Sections: Product, Pricing, Documentation, Resources, Optional
E-commerce sites benefit from listing top product categories rather than individual products. Include your shopping policies, shipping info, and customer service pages so AI can answer buyer questions accurately.
Sections: Shop, Categories, Customer Service, About, Optional
Browse all 840+ real implementations to find examples in your industry.
Common Mistakes to Avoid
| Mistake | Why it matters | Fix |
|---|---|---|
| Including every page | Dilutes importance signals; AI cannot tell what matters | Curate to 5-20 key pages |
| Marketing language in descriptions | AI needs facts, not sales copy | Use factual, specific descriptions |
| Relative URLs | AI systems may not resolve relative paths | Always use full https:// URLs |
| Never updating | Stale file links to removed pages, misses new content | Review quarterly or after major changes |
| Wrong MIME type | AI parsers may not process HTML-served markdown | Serve as text/plain |
| Confusing with robots.txt | llms.txt provides content guidance, not access control | Use both files for their intended purposes |
For optimization techniques beyond avoiding mistakes, see our llms.txt best practices guide.
Frequently Asked Questions
As of early 2026, no major AI chat provider has publicly confirmed they parse llms.txt during web browsing. However, several AI coding tools and documentation platforms actively support it, and adoption is growing steadily with 840+ implementations tracked in our examples directory. The low cost of implementation makes it a reasonable bet on the future of AI search.
Keep it concise -- typically 20-50 lines covering your 5-20 most important pages. This is a curated summary, not a complete site index. If you need to provide more detail, use llms-full.txt as a companion file.
No. llms.txt alone is sufficient for most websites. llms-full.txt is an optional companion file that includes full page content -- primarily useful for documentation sites or knowledge bases where AI systems would benefit from reading complete articles rather than just summaries.

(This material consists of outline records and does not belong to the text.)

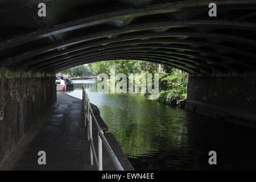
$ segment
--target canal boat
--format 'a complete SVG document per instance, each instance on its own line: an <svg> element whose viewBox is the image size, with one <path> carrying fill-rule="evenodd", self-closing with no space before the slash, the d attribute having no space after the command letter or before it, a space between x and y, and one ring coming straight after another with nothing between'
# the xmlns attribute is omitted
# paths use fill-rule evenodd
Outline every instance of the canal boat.
<svg viewBox="0 0 256 182"><path fill-rule="evenodd" d="M64 80L56 80L56 88L57 90L65 91L67 89L67 85Z"/></svg>

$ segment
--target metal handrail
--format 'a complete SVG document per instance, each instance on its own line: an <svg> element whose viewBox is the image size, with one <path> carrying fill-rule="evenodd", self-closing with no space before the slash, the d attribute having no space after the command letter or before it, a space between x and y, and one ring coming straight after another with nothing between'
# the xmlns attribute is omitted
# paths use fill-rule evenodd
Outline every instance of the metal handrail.
<svg viewBox="0 0 256 182"><path fill-rule="evenodd" d="M108 154L110 157L116 169L118 171L124 171L123 168L119 162L115 153L113 151L109 142L104 136L104 133L101 130L97 121L96 118L90 107L90 100L87 94L84 86L82 85L82 102L84 106L85 127L87 125L88 140L90 141L90 164L93 166L93 158L96 163L98 171L102 171L102 143L106 149ZM98 133L98 157L93 145L93 138L92 136L92 121L95 125ZM103 142L102 142L103 141Z"/></svg>

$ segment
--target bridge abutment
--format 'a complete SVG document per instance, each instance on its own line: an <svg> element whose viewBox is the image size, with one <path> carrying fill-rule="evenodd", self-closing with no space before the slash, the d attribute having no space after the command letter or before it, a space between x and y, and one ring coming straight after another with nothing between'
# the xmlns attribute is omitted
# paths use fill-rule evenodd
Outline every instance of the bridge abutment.
<svg viewBox="0 0 256 182"><path fill-rule="evenodd" d="M0 68L0 162L49 111L55 75Z"/></svg>
<svg viewBox="0 0 256 182"><path fill-rule="evenodd" d="M256 128L256 73L189 76L185 108Z"/></svg>

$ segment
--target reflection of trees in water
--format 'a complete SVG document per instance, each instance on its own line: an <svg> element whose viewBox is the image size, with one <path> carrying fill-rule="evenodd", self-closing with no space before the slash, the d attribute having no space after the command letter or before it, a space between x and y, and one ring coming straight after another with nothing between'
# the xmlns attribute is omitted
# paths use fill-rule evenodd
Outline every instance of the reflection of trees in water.
<svg viewBox="0 0 256 182"><path fill-rule="evenodd" d="M136 158L180 150L186 153L187 126L179 121L185 114L183 110L175 110L176 115L172 115L169 107L142 96L114 101L119 106L101 107L101 115L126 155Z"/></svg>

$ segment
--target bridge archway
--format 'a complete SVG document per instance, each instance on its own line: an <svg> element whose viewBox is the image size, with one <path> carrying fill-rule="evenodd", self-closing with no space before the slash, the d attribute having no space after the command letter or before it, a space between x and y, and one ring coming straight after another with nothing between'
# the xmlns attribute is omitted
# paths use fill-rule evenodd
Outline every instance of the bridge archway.
<svg viewBox="0 0 256 182"><path fill-rule="evenodd" d="M46 17L37 14L42 2ZM255 127L256 1L216 1L216 17L208 15L210 2L1 1L0 130L16 133L0 140L9 147L1 155L26 135L17 123L31 116L29 128L54 103L54 73L100 60L147 60L183 70L190 73L187 109ZM26 112L23 104L30 106Z"/></svg>

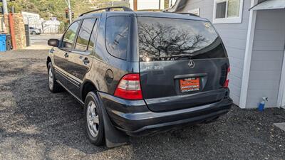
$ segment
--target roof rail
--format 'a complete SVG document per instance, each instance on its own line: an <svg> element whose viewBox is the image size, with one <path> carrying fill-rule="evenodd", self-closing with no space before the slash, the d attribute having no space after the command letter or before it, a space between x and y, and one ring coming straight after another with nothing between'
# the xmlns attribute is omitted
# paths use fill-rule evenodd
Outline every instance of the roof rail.
<svg viewBox="0 0 285 160"><path fill-rule="evenodd" d="M170 11L167 11L166 10L163 10L162 12L165 13L170 13L170 14L188 14L189 16L197 16L197 17L200 17L197 14L191 14L191 13L177 13L177 12L170 12Z"/></svg>
<svg viewBox="0 0 285 160"><path fill-rule="evenodd" d="M191 13L175 13L175 14L188 14L189 16L198 16L198 17L200 17L198 15L195 14L191 14Z"/></svg>
<svg viewBox="0 0 285 160"><path fill-rule="evenodd" d="M131 9L126 7L126 6L110 6L110 7L106 7L106 8L102 8L102 9L92 10L92 11L83 13L83 14L81 14L79 16L82 16L85 14L92 13L94 11L101 11L101 10L105 10L105 11L110 11L111 9L123 9L124 10L124 11L133 11Z"/></svg>

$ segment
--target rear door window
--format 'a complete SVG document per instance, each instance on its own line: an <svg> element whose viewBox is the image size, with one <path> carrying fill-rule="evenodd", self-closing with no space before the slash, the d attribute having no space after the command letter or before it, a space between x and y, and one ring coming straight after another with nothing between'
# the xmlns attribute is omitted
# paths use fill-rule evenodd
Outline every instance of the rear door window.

No. llms.txt is a separate file that does not affect your existing search engine rankings. It complements your SEO efforts by providing AI-specific context alongside your existing robots.txt and sitemap.xml. There is no downside risk to adding one.
Review it quarterly or whenever you make significant site changes: adding new products, removing pages, restructuring navigation, or changing your business focus. If your site content is relatively stable, a quarterly check is sufficient.
robots.txt controls which pages crawlers can access -- it sets boundaries. llms.txt provides a structured summary of your content for AI understanding -- it gives context and priority. They serve different purposes and you should use both. See our SEO vs. AI Optimization guide for a deeper comparison.
Yes. llms.txt is a plain text file that works on any web platform. See the deployment section above for platform-specific instructions. For a detailed WordPress guide, see our WordPress implementation guide.
Yes. Our free llms.txt generator creates a spec-compliant file from your sitemap. It analyzes your site structure and generates a properly formatted file you can download and deploy. No credit card required.
llms.txt must be a plain text file using markdown formatting. It should be served with a text/plain or text/markdown MIME type, encoded in UTF-8, and publicly accessible without authentication at yoursite.com/llms.txt.
The llms.txt specification was created by Jeremy Howard, co-founder of fast.ai and a widely respected figure in the AI and machine learning community. The spec is open and maintained at llmstxt.org.